As the physical and chemical properties alter only when soil undergoes a drastic long-term change, they are of less use than biological and biochemical parameters (Filip 2002). Contrarily, biological and biochemical properties are more sensitive to small changes that the soils can undergo in the presence of any disturbing action and soil management (Franchini et al. 2007). Furthermore, the relationship between soil quality and crop production is largely controlled by the temporal and spatial interaction of several other factors such as climate, soil type, crop varieties and other soil attributes not considered in this study. Also, Erkossa et al. (2007) and Armenise et al. (2013) did not report a correlation between SQI and crop performance under different management and agricultural practices. Therefore, a functional relationship between plant production and SQI needs to be fixed over a longer period and, in particular, by using other soil quality attributes that might have a stronger influence on crop yield.
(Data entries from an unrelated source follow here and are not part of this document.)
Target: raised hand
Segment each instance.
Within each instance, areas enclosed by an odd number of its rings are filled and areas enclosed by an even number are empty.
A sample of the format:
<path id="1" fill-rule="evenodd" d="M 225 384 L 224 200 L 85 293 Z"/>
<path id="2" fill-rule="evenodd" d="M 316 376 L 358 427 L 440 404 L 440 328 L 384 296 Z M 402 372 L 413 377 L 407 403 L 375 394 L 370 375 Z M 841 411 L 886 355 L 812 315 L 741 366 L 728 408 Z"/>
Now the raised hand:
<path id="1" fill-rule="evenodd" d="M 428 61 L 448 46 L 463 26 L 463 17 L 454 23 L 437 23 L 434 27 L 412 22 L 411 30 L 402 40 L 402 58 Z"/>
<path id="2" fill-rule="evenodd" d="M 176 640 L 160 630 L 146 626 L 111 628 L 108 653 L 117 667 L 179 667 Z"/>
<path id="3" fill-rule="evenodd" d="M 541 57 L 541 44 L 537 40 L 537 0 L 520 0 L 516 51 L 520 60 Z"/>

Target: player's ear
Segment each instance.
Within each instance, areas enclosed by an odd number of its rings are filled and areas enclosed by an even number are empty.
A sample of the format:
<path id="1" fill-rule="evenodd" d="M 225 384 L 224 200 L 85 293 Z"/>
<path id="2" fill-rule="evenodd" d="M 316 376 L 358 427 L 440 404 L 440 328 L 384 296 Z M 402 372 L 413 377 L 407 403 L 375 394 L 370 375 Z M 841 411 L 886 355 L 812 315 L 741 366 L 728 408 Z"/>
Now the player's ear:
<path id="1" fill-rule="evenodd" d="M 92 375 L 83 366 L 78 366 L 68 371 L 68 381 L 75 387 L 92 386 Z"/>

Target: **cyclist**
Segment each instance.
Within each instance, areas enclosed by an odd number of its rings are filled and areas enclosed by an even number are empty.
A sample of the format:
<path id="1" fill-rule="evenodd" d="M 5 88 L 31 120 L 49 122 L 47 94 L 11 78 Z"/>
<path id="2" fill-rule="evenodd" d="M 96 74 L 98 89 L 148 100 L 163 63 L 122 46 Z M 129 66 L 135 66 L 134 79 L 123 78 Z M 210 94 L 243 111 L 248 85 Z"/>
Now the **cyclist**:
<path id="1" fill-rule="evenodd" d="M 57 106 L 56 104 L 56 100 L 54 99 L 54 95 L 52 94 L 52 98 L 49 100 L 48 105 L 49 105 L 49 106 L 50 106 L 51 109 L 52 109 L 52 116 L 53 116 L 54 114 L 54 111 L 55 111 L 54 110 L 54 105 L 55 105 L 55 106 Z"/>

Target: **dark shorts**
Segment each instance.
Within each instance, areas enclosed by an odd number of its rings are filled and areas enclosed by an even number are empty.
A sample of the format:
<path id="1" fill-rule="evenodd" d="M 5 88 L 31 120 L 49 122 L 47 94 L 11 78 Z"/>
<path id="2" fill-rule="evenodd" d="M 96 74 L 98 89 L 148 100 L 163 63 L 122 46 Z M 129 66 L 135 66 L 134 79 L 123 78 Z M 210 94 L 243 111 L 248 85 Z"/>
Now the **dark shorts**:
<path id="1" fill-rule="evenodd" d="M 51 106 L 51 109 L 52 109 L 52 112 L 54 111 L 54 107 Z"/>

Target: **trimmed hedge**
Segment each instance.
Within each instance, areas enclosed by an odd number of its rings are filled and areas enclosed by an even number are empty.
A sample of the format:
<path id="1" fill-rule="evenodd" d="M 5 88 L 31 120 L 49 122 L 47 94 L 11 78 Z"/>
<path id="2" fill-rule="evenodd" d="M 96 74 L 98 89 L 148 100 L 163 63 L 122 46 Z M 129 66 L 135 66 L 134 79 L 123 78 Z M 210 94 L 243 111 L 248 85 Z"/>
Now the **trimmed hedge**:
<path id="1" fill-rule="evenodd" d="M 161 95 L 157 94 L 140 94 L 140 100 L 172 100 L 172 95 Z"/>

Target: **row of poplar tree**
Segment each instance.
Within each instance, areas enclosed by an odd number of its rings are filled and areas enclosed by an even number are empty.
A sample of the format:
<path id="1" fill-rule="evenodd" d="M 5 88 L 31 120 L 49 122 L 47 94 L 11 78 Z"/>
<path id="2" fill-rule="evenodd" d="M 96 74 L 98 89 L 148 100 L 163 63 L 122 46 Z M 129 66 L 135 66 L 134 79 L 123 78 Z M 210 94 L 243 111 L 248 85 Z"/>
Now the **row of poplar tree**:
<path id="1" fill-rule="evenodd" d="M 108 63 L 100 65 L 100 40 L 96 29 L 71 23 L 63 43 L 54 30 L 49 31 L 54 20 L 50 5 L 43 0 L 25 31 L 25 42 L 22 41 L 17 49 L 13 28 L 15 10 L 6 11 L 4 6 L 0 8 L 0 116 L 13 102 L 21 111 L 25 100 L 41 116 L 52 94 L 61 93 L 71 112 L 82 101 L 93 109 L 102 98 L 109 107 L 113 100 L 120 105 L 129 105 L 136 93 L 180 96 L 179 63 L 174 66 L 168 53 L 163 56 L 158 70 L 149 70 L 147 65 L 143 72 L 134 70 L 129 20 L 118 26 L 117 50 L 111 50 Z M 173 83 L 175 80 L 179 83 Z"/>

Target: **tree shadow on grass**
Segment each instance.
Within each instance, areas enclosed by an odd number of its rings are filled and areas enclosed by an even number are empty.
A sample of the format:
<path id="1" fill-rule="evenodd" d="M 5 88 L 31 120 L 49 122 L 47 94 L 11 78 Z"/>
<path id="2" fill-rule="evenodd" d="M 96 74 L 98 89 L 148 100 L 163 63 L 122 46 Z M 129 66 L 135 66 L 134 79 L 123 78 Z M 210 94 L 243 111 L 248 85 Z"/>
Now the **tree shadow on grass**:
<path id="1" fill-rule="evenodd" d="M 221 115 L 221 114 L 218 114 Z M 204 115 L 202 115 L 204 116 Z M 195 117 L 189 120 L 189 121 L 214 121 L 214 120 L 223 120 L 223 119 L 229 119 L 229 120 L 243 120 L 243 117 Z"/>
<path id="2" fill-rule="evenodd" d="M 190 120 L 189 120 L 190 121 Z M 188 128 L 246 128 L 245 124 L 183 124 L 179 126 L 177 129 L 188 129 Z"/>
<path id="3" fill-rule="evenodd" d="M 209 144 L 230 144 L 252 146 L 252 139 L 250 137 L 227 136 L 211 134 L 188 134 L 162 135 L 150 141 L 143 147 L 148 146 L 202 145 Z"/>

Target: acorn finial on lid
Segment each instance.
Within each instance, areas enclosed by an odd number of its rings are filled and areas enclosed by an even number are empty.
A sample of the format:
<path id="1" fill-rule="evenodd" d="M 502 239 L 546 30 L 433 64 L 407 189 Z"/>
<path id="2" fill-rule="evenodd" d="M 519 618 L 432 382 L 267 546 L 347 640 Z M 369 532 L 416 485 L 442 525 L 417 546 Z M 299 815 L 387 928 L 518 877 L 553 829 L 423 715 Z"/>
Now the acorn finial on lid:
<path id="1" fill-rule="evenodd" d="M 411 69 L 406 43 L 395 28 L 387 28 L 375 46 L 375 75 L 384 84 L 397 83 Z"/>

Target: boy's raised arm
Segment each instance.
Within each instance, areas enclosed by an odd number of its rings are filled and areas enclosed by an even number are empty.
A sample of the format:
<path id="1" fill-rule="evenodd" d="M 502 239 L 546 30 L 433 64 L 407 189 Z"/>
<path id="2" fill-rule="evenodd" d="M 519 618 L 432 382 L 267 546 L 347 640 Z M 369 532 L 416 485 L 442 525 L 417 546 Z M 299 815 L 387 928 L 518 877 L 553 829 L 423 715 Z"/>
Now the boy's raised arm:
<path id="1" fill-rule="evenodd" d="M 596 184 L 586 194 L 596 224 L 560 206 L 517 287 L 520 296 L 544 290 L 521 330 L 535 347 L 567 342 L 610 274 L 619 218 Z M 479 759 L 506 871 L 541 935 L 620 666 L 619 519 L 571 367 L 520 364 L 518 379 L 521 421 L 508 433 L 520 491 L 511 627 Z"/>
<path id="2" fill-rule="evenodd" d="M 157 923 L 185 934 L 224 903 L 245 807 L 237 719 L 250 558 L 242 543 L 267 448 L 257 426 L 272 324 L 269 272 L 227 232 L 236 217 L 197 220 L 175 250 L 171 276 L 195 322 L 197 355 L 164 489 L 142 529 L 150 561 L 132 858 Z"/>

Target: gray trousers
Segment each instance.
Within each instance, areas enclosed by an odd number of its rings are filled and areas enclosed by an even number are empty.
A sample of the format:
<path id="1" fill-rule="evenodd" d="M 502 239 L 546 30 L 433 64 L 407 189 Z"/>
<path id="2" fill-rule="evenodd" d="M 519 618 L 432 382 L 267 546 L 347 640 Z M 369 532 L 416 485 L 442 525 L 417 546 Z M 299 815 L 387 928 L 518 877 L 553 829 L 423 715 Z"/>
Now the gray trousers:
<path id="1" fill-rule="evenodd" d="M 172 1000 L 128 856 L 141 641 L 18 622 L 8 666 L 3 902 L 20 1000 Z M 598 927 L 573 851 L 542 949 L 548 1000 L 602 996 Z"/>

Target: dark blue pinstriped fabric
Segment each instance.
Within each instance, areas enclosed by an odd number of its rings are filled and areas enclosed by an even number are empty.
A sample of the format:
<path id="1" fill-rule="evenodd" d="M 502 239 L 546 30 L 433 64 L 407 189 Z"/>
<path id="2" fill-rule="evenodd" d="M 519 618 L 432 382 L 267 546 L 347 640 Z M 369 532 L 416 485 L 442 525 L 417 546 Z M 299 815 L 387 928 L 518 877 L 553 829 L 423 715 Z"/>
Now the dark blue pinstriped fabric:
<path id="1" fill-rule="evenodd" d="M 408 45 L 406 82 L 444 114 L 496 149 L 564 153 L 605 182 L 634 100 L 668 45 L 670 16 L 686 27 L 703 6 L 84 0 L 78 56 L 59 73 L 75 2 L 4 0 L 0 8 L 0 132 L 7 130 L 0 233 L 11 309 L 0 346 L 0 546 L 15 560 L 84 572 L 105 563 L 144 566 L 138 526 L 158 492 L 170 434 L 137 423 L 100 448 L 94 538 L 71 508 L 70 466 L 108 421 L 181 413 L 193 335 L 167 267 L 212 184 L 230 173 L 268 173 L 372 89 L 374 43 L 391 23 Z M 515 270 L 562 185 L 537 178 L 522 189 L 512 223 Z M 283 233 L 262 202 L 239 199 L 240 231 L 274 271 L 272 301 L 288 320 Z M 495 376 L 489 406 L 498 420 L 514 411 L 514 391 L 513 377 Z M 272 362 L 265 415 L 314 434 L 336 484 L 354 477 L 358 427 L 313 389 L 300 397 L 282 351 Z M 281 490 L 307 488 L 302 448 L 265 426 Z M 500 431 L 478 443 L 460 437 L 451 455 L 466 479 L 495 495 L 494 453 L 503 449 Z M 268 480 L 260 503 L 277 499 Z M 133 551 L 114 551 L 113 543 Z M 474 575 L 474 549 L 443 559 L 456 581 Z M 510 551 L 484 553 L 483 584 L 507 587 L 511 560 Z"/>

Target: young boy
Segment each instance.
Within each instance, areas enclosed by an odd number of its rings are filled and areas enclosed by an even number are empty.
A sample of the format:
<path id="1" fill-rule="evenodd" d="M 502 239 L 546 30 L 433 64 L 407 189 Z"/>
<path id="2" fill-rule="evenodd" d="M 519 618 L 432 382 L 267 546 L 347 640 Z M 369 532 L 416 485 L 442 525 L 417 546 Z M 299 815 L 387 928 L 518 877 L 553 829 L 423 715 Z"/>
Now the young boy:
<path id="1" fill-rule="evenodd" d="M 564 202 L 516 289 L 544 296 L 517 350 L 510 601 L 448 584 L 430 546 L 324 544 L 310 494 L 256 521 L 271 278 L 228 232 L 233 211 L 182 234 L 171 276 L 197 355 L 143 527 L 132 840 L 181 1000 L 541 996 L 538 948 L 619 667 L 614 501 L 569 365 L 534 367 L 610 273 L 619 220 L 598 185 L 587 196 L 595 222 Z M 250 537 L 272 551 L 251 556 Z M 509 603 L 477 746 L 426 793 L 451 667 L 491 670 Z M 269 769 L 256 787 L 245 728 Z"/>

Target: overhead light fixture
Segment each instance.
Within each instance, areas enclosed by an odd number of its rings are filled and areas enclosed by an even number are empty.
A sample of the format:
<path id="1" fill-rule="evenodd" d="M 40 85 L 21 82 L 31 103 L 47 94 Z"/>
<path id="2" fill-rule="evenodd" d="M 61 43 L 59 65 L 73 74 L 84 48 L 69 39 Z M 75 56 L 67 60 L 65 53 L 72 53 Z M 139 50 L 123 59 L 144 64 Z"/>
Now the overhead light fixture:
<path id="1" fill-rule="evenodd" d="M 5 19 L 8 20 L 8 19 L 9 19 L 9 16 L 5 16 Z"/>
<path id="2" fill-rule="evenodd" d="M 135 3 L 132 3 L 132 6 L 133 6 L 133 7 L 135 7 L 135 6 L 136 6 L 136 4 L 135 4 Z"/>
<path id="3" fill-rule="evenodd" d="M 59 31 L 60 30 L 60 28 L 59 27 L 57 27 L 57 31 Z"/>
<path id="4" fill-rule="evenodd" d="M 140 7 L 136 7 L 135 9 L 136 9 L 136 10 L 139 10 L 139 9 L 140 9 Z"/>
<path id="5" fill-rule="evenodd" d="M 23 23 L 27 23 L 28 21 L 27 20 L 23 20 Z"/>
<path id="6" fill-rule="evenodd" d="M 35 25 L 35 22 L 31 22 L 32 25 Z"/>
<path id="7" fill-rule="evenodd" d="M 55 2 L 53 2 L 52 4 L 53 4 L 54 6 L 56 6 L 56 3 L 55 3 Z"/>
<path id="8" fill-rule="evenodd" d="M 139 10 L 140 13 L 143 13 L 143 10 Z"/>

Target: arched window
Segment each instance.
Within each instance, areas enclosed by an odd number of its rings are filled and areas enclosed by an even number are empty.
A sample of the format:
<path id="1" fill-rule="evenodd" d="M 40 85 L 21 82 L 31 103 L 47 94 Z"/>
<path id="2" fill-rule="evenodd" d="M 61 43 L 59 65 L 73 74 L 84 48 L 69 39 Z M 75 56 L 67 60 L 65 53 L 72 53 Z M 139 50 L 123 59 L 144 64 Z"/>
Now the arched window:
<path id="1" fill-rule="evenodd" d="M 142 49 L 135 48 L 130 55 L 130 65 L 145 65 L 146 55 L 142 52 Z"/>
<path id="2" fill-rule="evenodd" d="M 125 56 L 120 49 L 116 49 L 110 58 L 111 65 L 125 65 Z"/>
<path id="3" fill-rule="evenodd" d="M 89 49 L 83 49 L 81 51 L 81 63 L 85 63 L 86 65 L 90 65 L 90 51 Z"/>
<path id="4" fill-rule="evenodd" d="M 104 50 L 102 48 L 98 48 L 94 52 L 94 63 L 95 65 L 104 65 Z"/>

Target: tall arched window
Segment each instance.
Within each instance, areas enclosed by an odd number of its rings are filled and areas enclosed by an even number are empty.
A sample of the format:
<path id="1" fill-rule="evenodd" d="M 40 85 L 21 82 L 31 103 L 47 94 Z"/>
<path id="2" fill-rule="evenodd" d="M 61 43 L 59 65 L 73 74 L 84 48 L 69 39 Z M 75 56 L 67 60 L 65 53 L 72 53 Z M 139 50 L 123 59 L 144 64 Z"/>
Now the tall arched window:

4. Summary and conclusions
In this study, land use (crops and plants) had remarkable effects on the population and function of the microbial community of soil. SOC, N and Microbial activities were the most significant soil variables that efficiently differentiated the impacts of land use on soil quality in the study area and confirmed our hypothesis. All in all, the most sensitive indicators of land use were the microbial and biochemical attributes of soil which made a great contribution to SQI. In both linear and non-linear SQI, a higher biological quality of the soil was observed in crop land in comparison with planted land, which confirms that implementation of tillage practices could improve the microbial activity and quality of the soil. The microbial activities of soil were more efficient in NL-SQI and consistent indicators of land use changes in soil quality than other soil variables; hence, they should be taken into account when assessing the effect of land use on soil quality in the study area. Accordingly, a functional relationship between plant performance and SQI should be considered in future studies. Evaluation of soil quality is a promising tool for observing and differentiating land use to improve soil management practices and increase the sustainability of dominant soil in the northwest of Iran. In addition, assessing soil quality would be useful for evaluating the impacts of different land use on soil performance and functions at a local scale. However, quantifying the value of changes in soil quality and crop production at a regional scale is serious for perceiving how land use can be better managed to improve soil quality and increase the long-term productivity of the soil.